In conclusion, the most significant findings from our study were the negative correlation between alterations in serum 25-OH-D levels and changes in body weight, and elevations in serum 25-OH-D levels after weight loss of 5% or more. Vitamin D has been proposed to be an important nutrient that plays a role in metabolic pathways linked to chronic diseases such as diabetes and cardiovascular disease (Pilz S et al 2012). The results from our cohort show that VLCD-induced weight loss of 5% or more not only increases serum 25-OH-D levels in overweight individuals but may also reduce their risk of these diseases. Nevertheless, the duration of our study was too short to achieve a degree of weight loss that would effectively improve insulin resistance. In addition, the VLCDs resulted in an unexpected increase in homocysteine levels and a decrease in HDL-C due to insufficient intake of vitamins and other nutrients. To evaluate the relationship between elevated serum 25-OH-D levels and risk factors for diabetes and cardiovascular disease, long-term trials are required using VLCDs with high nutritional density and an adequate supply of vitamins and protein that may achieve a 10% reduction in body weight.
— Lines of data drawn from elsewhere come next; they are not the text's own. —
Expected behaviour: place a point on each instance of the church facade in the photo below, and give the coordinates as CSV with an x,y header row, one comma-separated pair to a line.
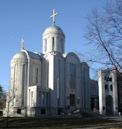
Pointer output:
x,y
110,92
49,83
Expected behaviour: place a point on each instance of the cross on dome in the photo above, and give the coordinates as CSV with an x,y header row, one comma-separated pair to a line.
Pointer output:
x,y
53,16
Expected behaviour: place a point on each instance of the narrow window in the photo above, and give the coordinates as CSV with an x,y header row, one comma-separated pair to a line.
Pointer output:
x,y
45,44
110,79
72,75
72,100
106,87
111,87
36,75
23,83
62,49
53,43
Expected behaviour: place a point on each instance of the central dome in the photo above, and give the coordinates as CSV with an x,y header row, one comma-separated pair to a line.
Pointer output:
x,y
53,29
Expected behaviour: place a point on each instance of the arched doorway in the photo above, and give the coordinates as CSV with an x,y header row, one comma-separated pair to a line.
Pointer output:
x,y
109,105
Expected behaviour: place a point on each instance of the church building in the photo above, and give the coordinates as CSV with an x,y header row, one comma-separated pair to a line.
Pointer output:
x,y
110,92
49,83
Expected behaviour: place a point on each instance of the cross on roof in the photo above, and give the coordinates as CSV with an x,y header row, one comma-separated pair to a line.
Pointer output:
x,y
53,16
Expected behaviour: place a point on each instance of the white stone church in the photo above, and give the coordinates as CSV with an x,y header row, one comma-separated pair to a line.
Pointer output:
x,y
49,83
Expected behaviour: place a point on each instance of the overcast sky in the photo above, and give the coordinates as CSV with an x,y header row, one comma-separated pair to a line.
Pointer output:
x,y
29,18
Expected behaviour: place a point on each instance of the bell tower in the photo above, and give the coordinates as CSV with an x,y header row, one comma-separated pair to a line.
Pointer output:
x,y
53,38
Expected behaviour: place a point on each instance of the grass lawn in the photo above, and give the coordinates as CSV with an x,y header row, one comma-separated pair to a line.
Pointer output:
x,y
51,123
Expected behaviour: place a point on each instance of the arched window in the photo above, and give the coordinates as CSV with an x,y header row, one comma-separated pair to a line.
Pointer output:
x,y
23,82
53,42
45,44
36,76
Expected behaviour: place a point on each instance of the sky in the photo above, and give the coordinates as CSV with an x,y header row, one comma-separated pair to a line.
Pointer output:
x,y
28,19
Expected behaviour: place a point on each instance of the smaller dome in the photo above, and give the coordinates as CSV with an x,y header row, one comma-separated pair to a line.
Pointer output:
x,y
53,29
20,55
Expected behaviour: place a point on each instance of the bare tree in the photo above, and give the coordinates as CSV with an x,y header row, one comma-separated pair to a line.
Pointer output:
x,y
104,30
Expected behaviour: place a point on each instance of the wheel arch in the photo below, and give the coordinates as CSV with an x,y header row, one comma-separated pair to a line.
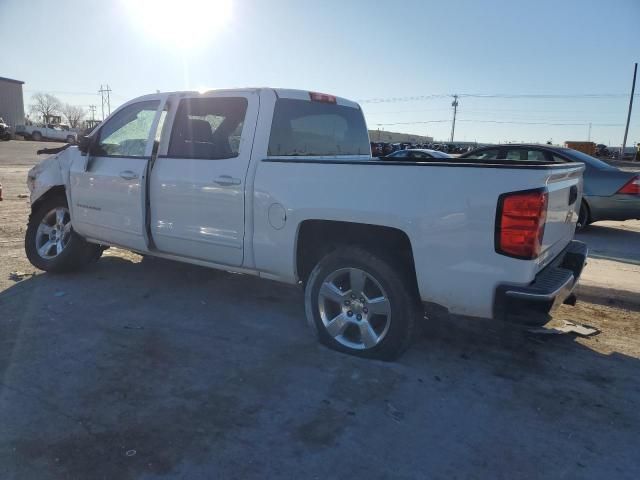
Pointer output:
x,y
51,192
316,238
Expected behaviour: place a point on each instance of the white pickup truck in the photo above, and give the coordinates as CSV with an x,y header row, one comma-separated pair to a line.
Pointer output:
x,y
281,184
61,133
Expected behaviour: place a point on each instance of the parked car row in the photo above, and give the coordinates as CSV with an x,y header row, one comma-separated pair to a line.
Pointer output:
x,y
609,193
59,132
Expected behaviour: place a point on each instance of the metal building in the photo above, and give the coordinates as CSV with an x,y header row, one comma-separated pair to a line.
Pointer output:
x,y
11,101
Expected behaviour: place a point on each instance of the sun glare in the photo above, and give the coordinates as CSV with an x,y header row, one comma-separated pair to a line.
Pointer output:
x,y
183,24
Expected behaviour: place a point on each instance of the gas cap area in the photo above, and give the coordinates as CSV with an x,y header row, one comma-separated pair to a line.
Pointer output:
x,y
277,216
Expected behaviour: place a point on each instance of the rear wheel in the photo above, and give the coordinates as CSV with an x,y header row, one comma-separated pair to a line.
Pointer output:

The scope of this study has been limited by the lack of a significant correlation between oral vitamin D intake and serum 25-OH-D concentrations. This information could not be derived because vitamin D intake was assessed using the 24-hour diet recall method, that entirely depends on the accuracy of recollection of the participants. Furthermore, we did not collect information related to outdoor activities or hours of exposure to daylight. These limitations necessitate further analysis of the relationship between serum 25-OH-D and vitamin D consumption by considering the levels of activity and by estimating actual vitamin D intakes.


This study was supported by a research grant from the Seoul Women’s University (2019, Seoul, Korea). The authors declare that there are no potential conflicts of interest.